Raconter ce que personne ne raconte

 

« Mon goût pour l’Afrique vient des gens, raconte Thomas Dandois. Vous pouvez vous retrouver dans les situations les plus critiques et souvent, la clef, c’est l’humour. J’ai échappé comme cela à un guérilléro qui m’avait mis un couteau sous la gorge : je l’ai fait rire et ca m’a sauvé. » Le rapport à la vie que décrit le reporter le motive à continuer de se concentrer sur ces pays. Sans se déclarer amoureux de l’Afrique, James Keogh s’est rendu à plusieurs reprises sur ce continent. Le photographe, sélectionné dans la catégorie Jeune reporter avec un sujet sur le sud-Soudan, dit craindre l’oubli : « L’acceil plutôt froid des rédactions ne présageait rien de bon », « l’histoire des personnes qui me confient leurs témoignages m’impose une responsabilité … les transmettre sans qu’ils ne tombent dans l’oubli ».

 

« J’ai toujours eu un goût pour parler des endroits dont on ne parle pas », admet Thomas Dandois. Pas toujours facile de convaincre les rédactions : la Somalie, c’est loin et c’est oublié de la communauté internationale. Pourtant, remarque le reporter, le public est au rendez-vous et pose des questions particulièrement pertinentes. « Une bonne raison de continuer d’y aller et de parler de ces endroits ! », conclut le journaliste.
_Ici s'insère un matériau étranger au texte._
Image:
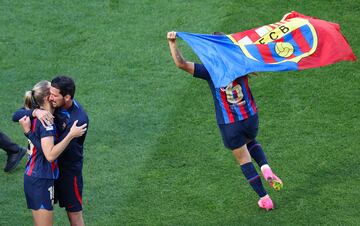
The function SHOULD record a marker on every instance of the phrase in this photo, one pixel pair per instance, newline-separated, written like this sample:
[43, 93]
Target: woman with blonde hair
[42, 168]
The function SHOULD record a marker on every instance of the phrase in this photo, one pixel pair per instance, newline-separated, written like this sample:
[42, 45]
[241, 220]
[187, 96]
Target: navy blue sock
[257, 153]
[253, 178]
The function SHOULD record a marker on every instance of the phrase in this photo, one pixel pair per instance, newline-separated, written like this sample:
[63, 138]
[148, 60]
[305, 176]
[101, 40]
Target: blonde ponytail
[35, 98]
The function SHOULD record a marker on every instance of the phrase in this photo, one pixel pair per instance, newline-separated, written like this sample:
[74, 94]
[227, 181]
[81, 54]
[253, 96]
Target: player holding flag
[237, 118]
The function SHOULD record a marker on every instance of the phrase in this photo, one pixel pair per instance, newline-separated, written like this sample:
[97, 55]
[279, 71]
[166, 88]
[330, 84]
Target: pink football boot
[270, 177]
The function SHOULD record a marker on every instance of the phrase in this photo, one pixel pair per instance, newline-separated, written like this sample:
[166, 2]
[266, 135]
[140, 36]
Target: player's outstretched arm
[179, 60]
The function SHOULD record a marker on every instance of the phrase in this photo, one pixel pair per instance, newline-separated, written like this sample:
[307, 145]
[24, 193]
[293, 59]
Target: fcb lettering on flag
[297, 42]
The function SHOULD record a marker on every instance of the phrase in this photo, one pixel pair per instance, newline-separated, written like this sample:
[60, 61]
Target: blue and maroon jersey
[37, 164]
[71, 160]
[233, 102]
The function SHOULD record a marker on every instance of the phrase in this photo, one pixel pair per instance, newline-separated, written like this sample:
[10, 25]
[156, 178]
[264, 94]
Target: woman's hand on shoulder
[77, 131]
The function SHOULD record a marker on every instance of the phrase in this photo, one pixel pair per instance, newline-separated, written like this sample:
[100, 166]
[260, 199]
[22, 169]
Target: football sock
[253, 178]
[257, 153]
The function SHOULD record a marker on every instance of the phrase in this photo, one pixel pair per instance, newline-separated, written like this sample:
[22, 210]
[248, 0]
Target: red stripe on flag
[300, 41]
[226, 105]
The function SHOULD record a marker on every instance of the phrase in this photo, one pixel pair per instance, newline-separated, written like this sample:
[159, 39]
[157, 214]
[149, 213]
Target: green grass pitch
[153, 154]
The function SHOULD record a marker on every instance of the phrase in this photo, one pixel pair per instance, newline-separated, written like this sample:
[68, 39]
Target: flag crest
[296, 42]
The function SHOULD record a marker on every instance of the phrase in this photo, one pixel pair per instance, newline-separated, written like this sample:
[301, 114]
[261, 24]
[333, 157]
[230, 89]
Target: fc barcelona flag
[296, 42]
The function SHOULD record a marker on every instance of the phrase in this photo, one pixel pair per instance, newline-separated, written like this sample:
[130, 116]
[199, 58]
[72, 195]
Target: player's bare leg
[76, 218]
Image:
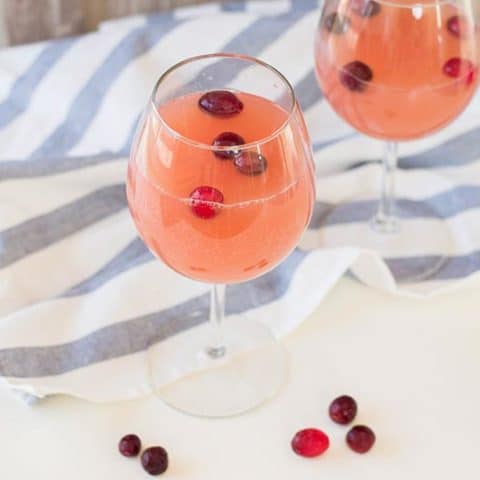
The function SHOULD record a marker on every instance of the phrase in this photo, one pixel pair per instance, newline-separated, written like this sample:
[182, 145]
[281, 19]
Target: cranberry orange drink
[396, 70]
[226, 215]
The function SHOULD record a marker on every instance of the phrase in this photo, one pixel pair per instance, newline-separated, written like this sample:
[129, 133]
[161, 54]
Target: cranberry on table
[336, 23]
[343, 410]
[310, 442]
[204, 200]
[250, 163]
[365, 8]
[155, 460]
[130, 445]
[355, 76]
[221, 103]
[227, 139]
[360, 439]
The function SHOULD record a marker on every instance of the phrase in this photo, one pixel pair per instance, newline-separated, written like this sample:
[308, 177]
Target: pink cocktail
[398, 70]
[220, 187]
[261, 216]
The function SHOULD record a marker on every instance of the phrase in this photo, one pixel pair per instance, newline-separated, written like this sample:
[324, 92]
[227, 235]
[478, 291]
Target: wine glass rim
[417, 3]
[246, 146]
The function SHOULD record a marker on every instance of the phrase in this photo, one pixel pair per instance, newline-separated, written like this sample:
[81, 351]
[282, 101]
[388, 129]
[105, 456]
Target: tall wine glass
[221, 187]
[398, 70]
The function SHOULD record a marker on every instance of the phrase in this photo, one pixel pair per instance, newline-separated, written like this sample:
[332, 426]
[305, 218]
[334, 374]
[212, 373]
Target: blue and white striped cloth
[81, 299]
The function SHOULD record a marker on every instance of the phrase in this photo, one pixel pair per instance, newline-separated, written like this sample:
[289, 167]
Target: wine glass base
[250, 371]
[385, 225]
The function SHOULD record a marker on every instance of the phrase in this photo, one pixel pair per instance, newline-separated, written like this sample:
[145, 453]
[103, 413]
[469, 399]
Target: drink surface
[262, 216]
[406, 46]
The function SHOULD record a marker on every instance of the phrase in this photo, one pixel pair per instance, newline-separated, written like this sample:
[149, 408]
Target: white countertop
[412, 365]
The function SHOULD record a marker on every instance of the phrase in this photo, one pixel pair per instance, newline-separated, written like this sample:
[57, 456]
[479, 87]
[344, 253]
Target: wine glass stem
[217, 315]
[385, 220]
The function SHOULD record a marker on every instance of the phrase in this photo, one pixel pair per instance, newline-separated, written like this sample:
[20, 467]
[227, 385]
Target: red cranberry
[221, 103]
[336, 23]
[360, 439]
[355, 75]
[310, 442]
[457, 67]
[343, 410]
[227, 139]
[458, 25]
[130, 445]
[155, 460]
[250, 163]
[204, 200]
[365, 8]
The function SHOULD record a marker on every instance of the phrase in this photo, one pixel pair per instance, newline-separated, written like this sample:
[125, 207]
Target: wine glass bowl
[398, 70]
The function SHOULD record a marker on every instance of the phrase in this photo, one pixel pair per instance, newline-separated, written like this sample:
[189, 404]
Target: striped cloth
[82, 298]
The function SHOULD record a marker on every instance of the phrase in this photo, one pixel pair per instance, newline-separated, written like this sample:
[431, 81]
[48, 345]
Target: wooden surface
[23, 21]
[33, 20]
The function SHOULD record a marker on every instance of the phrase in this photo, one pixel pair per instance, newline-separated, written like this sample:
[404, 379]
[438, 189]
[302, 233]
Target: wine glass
[398, 70]
[220, 187]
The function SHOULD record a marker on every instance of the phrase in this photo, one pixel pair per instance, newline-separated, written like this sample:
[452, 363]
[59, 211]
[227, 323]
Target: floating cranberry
[336, 23]
[310, 442]
[221, 103]
[343, 410]
[365, 8]
[355, 75]
[360, 439]
[130, 445]
[155, 460]
[460, 67]
[458, 25]
[250, 163]
[205, 200]
[227, 139]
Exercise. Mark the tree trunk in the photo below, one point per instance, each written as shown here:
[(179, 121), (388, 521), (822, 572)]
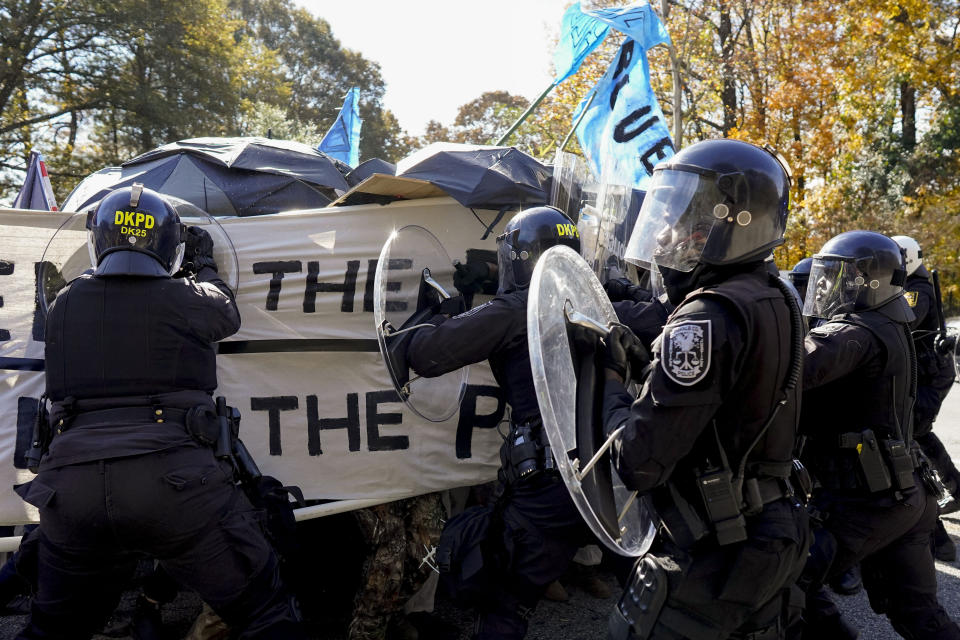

Même témoignage chez James Keogh, qui était conscient au moment du départ que « la France ne partageant pas un passsé historiquement fort avec le Soudan », il serait difficile de convaincre les décideurs.

 

L’Afrique, ses paysages, ses habitants, ses histoires en font un lieu de reportage par excellence. Longtemps continent oublié et ravagé par des guerres et des conflits dont les enjeux échappent au grand public, l’Afrique pourrait commencer à aller mieux. Le renouveau économique change : on peut rapporter autre chose de cette multitude de pays et de culture que des récits de misère.